RCT Entities:   Population Interventions Outcomes

Introduction

Approximately 30% of the general population suffer from symptoms of insomnia (Ohayon, 2002). Insomnia-induced problems include cognitive inefficiency, sleepiness, mood disruptions (Zammit, 1988), impaired attention, and memory deficits (Hauri, 1997). Thus, treatment of insomnia is critical. To treat the symptoms, hypnotics are often used by those suffering from insomnia. Moreover, some natural herb extracts, such as chamomile (Shinomiya et al., 2005) and valerian (Fernandez-San-Martin et al., 2010) have been used to cure insomnia.

Recently, we found that glycine subjectively and objectively improved sleep quality in humans who suffered from repeated sleep complaints (Inagawa et al., 2006a; Yamadera et al., 2007). Glycine is a non-essential amino acid, and mammals can produce sufficient amounts of it via de novo synthesis. In humans, approximately 45 g of endogenous glycine is synthesized (Gersovitz et al., 1980), and 3–5 g of glycine is ingested from the daily diet. In both the peripheral and central nervous system, glycine acts as an inhibitory neurotransmitter via glycine receptors (Rajendra et al., 1997). Conversely, this amino acid also acts as an excitatory co-agonist via the N-methyl-d-aspartate subtype of glutamate receptors (NMDARs; Johnson and Ascher, 1987; Leeson and Iversen, 1994). Glycine has anti-inflammatory effects during ischemia, injury, and transplantation (Zhong et al., 2003). Moreover, glycine is known to attenuate the increase in fatty acids in rats fed on a high sucrose diet (El Hafidi et al., 2004).

In urban populations, most individuals experience restricted sleep. This is especially true for office workers in large cities, who are prone to restricted sleep periods during the week.

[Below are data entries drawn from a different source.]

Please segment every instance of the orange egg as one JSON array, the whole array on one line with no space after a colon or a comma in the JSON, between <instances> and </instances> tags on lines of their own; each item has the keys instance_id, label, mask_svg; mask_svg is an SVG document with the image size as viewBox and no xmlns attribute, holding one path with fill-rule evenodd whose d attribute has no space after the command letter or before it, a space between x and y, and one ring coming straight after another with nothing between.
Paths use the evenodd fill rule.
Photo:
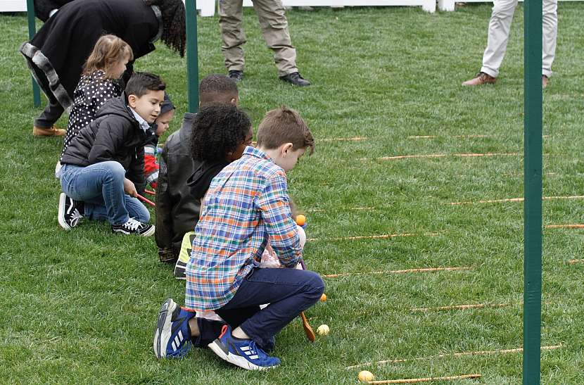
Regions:
<instances>
[{"instance_id":1,"label":"orange egg","mask_svg":"<svg viewBox=\"0 0 584 385\"><path fill-rule=\"evenodd\" d=\"M304 226L305 223L306 223L306 217L302 214L296 215L296 225L298 226Z\"/></svg>"}]
</instances>

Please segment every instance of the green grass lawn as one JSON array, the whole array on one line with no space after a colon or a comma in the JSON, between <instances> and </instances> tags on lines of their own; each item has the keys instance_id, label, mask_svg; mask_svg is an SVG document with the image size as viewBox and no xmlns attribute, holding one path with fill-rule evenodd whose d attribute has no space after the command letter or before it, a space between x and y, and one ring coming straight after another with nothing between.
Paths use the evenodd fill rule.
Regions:
<instances>
[{"instance_id":1,"label":"green grass lawn","mask_svg":"<svg viewBox=\"0 0 584 385\"><path fill-rule=\"evenodd\" d=\"M460 85L481 67L490 14L488 4L435 14L290 11L298 65L313 82L297 89L277 79L257 19L246 10L241 106L254 127L269 109L296 108L317 139L315 155L289 176L308 236L318 239L305 248L309 267L322 274L471 267L326 278L328 301L306 314L314 329L327 324L329 336L310 343L295 320L277 336L281 366L262 373L229 366L209 350L154 358L158 308L169 296L182 302L184 282L158 262L153 239L115 236L103 223L86 221L69 232L58 226L53 170L62 139L32 137L40 108L32 106L18 53L26 19L0 15L0 382L356 384L362 368L346 367L409 359L362 369L377 379L480 373L458 383L520 384L521 353L438 356L522 346L523 203L449 204L523 196L521 6L497 83ZM546 196L583 195L584 187L584 4L561 2L559 19L555 75L544 95ZM199 18L198 27L201 76L224 73L217 18ZM158 44L135 68L167 81L179 113L169 131L178 130L186 109L185 60ZM353 137L367 139L323 140ZM376 159L469 153L518 155ZM544 225L584 222L582 203L544 201ZM406 233L414 235L338 239ZM584 258L584 232L543 234L542 344L561 347L542 353L542 381L583 384L584 263L569 261ZM508 305L411 310L469 303Z\"/></svg>"}]
</instances>

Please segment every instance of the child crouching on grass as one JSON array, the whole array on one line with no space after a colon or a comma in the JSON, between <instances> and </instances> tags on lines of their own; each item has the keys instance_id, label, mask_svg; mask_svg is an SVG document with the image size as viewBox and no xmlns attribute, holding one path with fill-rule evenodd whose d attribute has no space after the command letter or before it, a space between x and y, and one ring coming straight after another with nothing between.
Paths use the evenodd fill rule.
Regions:
<instances>
[{"instance_id":1,"label":"child crouching on grass","mask_svg":"<svg viewBox=\"0 0 584 385\"><path fill-rule=\"evenodd\" d=\"M164 103L160 106L160 113L154 121L154 135L152 135L144 145L144 177L146 183L153 189L156 189L158 182L158 170L160 169L156 159L158 149L158 139L166 132L170 121L174 118L174 105L165 94Z\"/></svg>"},{"instance_id":2,"label":"child crouching on grass","mask_svg":"<svg viewBox=\"0 0 584 385\"><path fill-rule=\"evenodd\" d=\"M148 236L154 227L137 199L144 189L144 143L164 101L165 83L136 72L125 94L108 101L61 157L58 222L65 229L83 217L107 220L113 232Z\"/></svg>"},{"instance_id":3,"label":"child crouching on grass","mask_svg":"<svg viewBox=\"0 0 584 385\"><path fill-rule=\"evenodd\" d=\"M324 289L317 273L294 268L302 249L286 177L313 148L312 135L298 113L277 108L260 125L258 147L246 147L239 160L213 179L195 228L185 305L169 298L159 312L157 358L184 355L194 340L198 346L209 343L220 358L245 369L279 365L266 353L273 348L274 336L317 303ZM287 268L259 268L268 239ZM260 310L264 303L269 305ZM214 341L211 322L195 317L208 310L228 323ZM241 322L233 324L234 318Z\"/></svg>"}]
</instances>

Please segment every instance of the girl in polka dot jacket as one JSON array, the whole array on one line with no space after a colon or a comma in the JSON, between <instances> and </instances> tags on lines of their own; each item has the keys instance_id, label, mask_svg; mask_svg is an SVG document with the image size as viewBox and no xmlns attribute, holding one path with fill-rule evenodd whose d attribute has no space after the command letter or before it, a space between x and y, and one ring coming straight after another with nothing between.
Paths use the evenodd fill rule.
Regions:
<instances>
[{"instance_id":1,"label":"girl in polka dot jacket","mask_svg":"<svg viewBox=\"0 0 584 385\"><path fill-rule=\"evenodd\" d=\"M132 60L132 48L117 36L104 34L98 39L73 93L74 104L69 115L61 158L81 129L94 120L97 110L106 101L122 95L124 87L120 79L126 65Z\"/></svg>"}]
</instances>

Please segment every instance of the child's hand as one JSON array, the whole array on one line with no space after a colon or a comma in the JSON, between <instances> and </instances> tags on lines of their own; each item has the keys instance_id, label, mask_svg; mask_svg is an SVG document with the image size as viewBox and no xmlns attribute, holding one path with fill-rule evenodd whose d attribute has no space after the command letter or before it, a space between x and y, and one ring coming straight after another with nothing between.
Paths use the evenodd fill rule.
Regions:
<instances>
[{"instance_id":1,"label":"child's hand","mask_svg":"<svg viewBox=\"0 0 584 385\"><path fill-rule=\"evenodd\" d=\"M124 192L130 196L138 197L138 191L136 191L136 186L134 182L127 178L124 178Z\"/></svg>"}]
</instances>

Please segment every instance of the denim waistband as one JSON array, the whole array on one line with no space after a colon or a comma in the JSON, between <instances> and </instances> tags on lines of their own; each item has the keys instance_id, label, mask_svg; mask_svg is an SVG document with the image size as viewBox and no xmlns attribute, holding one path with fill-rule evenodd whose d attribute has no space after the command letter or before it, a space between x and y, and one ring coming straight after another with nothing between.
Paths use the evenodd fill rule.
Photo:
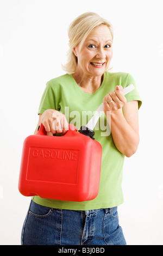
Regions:
<instances>
[{"instance_id":1,"label":"denim waistband","mask_svg":"<svg viewBox=\"0 0 163 256\"><path fill-rule=\"evenodd\" d=\"M99 209L94 209L94 210L86 210L86 211L78 210L78 211L77 211L85 214L86 215L88 215L90 213L96 212L99 211L104 211L106 214L107 214L108 212L110 212L110 214L112 211L112 208L114 208Z\"/></svg>"}]
</instances>

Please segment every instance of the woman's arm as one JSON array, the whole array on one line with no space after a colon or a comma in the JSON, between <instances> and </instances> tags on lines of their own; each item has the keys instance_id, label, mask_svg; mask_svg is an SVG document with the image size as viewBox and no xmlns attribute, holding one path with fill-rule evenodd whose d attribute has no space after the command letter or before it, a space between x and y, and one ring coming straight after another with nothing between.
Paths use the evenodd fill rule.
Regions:
<instances>
[{"instance_id":1,"label":"woman's arm","mask_svg":"<svg viewBox=\"0 0 163 256\"><path fill-rule=\"evenodd\" d=\"M129 157L136 151L140 141L138 102L133 101L126 103L123 94L120 92L117 93L117 90L115 91L115 94L113 92L110 93L108 98L105 97L105 100L103 101L104 103L105 102L104 111L117 149ZM109 96L114 100L113 104L112 102L108 103L110 100Z\"/></svg>"}]
</instances>

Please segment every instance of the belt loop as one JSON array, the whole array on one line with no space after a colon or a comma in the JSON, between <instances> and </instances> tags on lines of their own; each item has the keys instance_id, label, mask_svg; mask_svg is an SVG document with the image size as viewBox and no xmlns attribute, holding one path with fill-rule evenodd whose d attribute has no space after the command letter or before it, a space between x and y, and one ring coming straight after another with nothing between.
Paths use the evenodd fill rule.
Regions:
<instances>
[{"instance_id":1,"label":"belt loop","mask_svg":"<svg viewBox=\"0 0 163 256\"><path fill-rule=\"evenodd\" d=\"M108 214L108 212L109 212L109 211L110 211L110 208L105 208L105 214Z\"/></svg>"}]
</instances>

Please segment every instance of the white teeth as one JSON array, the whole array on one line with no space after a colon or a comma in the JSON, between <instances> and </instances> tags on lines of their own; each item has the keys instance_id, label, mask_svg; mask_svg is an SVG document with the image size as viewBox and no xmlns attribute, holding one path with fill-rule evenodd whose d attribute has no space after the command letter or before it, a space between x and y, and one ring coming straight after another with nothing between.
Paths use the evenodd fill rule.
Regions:
<instances>
[{"instance_id":1,"label":"white teeth","mask_svg":"<svg viewBox=\"0 0 163 256\"><path fill-rule=\"evenodd\" d=\"M102 66L104 63L95 63L95 62L91 62L92 65L95 66Z\"/></svg>"}]
</instances>

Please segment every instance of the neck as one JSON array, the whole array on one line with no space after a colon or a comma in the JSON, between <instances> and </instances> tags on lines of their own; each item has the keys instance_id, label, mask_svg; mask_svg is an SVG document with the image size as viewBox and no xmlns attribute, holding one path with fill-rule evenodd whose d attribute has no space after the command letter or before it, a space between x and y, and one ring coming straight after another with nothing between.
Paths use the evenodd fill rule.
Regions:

During partial sleep restriction, daytime sleepiness and fatigue have been shown to increase, and daytime performance has been shown to be impaired (Dinges et al., 1997; Belenky et al., 2003; Van Dongen et al., 2003); these parameters can also be indicative of sleep quality. Taken together, improving sleep quality during sleep-restricted periods would ameliorate daytime sleepiness and fatigue. We investigated the use of glycine to improve sleep quality under partially sleep-restricted conditions using daytime sleepiness, fatigue, and performance as measurements.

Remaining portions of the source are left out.